Remember the cybercriminals that sent out fake voicemail notifications signed “The People at Skype?” They’re back with a similar scheme, this time informing recipients that their passwords have been successfully changed.Sophos came across some of these emails. The bogus messages are decently designed but, as always, a typo slipped by:
Password successfully changed
Your new Skype password has been set.
You can now view your attached call history and inscturtions how to change your account settings.
If the changes described above are accurate, no further action is needed. If anything doesn't look right, follow the link below to make changes: Restore password
The people at Skype
Unlike the “voicemail” campaign, where victims were lured to a malicious website connected to threats such as the BlackHole exploit kit or the infamous ZeuS malware, this time, surprisingly, the links from the email actually point to skype.com.
However, the file that’s attached to these emails is anything but innocent. Skype_Password_insctructions.zip actually hides a piece of malware that’s identified by Sophos solutions as Troj/Backdr-HN.
Once it makes itself cozy on a computer, the threat opens a backdoor, giving cybercriminals unrestricted access to the device.
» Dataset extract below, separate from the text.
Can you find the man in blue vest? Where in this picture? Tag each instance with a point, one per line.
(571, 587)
Graham Cluley, senior technology consultant at Sophos, reveals that the crooks are likely hoping that frightened users will rush to open the attachment, thinking that the recent Skype-spreading worm – the one that serves ransomware and other malware – is somehow involved.
First of all, in case you come across emails signed off with “Talk soon, The People at Skype,” you can be certain that it’s part of a scheme. Also, if you closely read the email you will notice that the spammers spelled “inscturtions” instead of “instructions.”
While this is a minor mistake, it’s unlikely that legitimate Skype notifications would contain such a typo.